Plaintiffs claims in the lawsuit related to their investment in certain notes that had been issued by Cheyne Financial, a $5.86 billion structured investment vehicle. The notes were collateralized by certain assets, included residential mortgage backed securities (RMBS). Cheyne collapsed amid the subprime meltdown in 2007. Cheyne was unable to pay the senior debt as it became due and Cheyne is now in bankruptcy. The investors lost substantially all of their investment.


The notes Cheyne issued received the highest possible ratings from the rating agencies. However, according to Judge Scheindlin’s factual recitation in her September 2 opinion, that rating agencies played a "more integral role" than merely providing ratings. The rating agencies were involved in "structuring and issuing" the notes. For example, the rating agencies "helped to determine how much equity was required at each level of the SIV."

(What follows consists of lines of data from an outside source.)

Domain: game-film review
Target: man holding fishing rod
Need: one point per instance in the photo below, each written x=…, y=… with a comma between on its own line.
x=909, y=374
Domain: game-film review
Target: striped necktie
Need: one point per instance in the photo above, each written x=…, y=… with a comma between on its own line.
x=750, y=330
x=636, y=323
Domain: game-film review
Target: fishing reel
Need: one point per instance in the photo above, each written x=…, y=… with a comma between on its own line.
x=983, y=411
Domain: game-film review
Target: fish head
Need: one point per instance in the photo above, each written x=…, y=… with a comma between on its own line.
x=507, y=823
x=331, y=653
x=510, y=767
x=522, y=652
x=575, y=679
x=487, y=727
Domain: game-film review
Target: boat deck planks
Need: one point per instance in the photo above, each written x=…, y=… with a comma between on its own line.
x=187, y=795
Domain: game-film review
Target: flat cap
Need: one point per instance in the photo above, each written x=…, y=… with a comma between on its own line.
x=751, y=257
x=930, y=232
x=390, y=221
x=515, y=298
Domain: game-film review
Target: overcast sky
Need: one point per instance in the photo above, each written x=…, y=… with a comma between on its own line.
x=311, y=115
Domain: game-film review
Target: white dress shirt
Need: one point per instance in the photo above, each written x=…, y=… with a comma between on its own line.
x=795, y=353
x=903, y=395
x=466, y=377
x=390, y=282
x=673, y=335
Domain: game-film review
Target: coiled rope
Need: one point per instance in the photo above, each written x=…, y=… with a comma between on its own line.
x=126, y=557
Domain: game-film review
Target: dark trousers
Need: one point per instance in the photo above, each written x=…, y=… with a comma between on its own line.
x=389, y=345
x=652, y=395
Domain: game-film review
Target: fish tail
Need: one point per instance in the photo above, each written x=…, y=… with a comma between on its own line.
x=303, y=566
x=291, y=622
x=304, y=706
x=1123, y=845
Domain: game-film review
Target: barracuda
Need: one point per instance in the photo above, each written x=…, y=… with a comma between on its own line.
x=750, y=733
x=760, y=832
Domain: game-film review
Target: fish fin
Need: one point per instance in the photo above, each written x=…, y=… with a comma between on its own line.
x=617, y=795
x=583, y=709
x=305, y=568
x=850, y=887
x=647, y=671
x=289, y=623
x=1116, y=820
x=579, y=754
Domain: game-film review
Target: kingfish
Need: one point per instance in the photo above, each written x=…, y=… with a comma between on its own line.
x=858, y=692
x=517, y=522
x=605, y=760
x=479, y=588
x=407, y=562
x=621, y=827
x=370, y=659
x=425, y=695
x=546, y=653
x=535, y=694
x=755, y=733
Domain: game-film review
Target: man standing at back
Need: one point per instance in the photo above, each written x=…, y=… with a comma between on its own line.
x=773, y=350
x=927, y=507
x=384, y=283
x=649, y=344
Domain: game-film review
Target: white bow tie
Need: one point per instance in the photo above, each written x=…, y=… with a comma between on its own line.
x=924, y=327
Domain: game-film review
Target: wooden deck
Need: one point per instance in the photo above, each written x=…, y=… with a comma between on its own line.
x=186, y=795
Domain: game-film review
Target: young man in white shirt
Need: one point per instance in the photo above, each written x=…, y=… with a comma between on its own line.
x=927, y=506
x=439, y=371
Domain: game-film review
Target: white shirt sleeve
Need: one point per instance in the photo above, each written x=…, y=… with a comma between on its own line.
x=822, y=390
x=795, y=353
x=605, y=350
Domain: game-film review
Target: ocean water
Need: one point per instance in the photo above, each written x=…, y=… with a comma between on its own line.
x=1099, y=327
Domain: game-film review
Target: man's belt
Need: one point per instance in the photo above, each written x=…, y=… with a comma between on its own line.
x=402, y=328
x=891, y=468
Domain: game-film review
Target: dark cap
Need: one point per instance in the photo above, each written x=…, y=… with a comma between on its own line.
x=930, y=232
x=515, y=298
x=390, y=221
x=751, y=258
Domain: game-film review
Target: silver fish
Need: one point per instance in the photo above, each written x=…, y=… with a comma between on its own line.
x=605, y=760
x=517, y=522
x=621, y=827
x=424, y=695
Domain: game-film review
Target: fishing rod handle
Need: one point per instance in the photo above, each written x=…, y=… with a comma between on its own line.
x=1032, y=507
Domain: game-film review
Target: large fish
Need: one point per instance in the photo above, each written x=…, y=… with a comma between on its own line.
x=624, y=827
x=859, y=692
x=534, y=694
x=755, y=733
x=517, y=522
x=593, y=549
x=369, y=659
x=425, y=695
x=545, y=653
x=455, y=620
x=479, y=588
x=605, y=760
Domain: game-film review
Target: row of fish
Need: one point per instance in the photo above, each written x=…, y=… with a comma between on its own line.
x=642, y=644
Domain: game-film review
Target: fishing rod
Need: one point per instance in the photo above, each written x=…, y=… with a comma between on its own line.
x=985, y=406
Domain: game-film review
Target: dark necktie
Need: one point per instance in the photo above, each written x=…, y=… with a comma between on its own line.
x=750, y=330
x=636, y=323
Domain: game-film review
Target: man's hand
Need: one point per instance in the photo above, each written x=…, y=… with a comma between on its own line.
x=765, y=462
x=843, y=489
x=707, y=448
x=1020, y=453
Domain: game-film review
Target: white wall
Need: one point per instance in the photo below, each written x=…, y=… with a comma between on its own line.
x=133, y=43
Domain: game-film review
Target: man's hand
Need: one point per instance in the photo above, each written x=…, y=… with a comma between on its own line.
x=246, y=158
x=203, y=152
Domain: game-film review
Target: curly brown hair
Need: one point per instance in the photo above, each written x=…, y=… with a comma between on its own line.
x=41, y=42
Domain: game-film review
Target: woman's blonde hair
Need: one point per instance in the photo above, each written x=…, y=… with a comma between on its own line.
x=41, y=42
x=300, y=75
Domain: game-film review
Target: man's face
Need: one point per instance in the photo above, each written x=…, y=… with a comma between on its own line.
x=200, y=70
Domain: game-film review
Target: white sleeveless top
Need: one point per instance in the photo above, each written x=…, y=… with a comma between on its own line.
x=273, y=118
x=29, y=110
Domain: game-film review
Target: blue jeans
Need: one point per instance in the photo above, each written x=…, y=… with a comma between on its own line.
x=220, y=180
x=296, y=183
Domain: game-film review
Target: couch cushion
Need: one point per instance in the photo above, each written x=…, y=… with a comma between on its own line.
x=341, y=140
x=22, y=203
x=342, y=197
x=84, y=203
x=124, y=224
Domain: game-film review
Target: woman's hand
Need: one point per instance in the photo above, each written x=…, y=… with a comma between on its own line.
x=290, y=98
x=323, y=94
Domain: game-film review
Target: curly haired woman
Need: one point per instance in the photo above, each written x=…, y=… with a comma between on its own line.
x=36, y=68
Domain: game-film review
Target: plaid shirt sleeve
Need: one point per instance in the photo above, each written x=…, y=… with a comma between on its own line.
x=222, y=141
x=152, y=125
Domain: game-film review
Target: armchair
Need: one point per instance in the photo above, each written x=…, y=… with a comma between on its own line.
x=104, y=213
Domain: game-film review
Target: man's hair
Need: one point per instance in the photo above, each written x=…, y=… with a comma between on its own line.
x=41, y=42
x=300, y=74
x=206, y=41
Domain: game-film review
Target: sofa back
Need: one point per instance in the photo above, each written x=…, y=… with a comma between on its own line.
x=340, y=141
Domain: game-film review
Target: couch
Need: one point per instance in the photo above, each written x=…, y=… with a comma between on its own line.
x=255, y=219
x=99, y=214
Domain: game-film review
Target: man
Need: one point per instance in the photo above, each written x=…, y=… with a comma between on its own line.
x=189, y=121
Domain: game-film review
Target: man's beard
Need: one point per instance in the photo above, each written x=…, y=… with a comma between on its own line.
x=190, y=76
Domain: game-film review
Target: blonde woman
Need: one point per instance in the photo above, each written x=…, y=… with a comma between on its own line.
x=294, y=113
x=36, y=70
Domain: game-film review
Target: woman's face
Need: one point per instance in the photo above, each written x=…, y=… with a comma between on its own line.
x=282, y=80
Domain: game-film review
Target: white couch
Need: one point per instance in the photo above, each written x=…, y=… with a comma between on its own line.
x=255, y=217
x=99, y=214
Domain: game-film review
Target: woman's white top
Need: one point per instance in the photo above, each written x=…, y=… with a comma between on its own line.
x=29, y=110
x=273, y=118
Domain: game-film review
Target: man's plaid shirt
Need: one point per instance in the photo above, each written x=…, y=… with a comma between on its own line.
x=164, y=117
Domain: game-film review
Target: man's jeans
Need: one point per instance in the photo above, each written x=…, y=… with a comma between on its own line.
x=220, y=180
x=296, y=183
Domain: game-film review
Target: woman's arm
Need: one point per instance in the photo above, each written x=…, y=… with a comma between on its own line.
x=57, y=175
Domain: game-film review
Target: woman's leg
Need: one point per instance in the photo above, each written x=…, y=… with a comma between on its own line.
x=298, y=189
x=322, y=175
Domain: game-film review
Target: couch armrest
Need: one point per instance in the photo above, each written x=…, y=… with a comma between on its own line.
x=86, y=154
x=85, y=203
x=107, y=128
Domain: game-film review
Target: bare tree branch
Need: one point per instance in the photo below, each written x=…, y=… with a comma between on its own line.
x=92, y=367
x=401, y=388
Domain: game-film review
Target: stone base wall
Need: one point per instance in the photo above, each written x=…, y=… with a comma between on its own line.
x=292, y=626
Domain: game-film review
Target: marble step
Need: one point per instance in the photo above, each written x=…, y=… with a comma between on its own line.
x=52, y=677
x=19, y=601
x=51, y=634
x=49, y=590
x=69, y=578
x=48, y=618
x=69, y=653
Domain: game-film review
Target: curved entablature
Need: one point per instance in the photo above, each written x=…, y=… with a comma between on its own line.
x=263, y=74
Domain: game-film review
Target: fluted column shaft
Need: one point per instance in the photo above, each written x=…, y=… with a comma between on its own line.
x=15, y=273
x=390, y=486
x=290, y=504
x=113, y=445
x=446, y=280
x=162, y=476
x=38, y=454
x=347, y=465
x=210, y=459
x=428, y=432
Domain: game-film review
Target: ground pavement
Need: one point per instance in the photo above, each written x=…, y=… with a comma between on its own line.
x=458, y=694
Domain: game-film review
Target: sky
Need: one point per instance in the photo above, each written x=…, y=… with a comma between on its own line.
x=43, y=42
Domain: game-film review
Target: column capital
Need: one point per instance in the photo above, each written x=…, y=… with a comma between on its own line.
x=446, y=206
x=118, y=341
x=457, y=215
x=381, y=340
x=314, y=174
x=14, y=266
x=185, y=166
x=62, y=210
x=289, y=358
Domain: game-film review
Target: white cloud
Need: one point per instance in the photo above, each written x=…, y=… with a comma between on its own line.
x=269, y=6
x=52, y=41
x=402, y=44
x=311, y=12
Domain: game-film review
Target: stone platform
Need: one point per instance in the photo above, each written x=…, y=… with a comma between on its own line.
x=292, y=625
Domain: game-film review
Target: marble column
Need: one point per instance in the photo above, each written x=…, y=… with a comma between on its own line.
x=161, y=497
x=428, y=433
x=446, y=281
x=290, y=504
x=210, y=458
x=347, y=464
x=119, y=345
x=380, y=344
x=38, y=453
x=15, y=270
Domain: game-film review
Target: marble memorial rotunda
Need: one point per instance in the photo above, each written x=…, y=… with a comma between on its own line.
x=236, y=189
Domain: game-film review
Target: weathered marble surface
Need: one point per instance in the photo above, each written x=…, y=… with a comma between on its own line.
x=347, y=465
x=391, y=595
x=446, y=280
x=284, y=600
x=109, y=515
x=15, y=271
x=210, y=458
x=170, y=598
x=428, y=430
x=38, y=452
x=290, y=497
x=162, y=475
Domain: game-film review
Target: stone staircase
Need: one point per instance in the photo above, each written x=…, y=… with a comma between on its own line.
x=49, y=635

For their efforts, the rating agencies were paid approximately $6 million, an amount the court noted was "three times their normal fees." Moreover, the rating agencies fees increased "in tandem with the Cheyne SIV’s growth." As Judge Scheindlin put it, "unbeknownst to investors, the Rating Agencies’ compensation was contingent upon the receipt of the desired ratings for the Cheyne SIV’s Rated Notes."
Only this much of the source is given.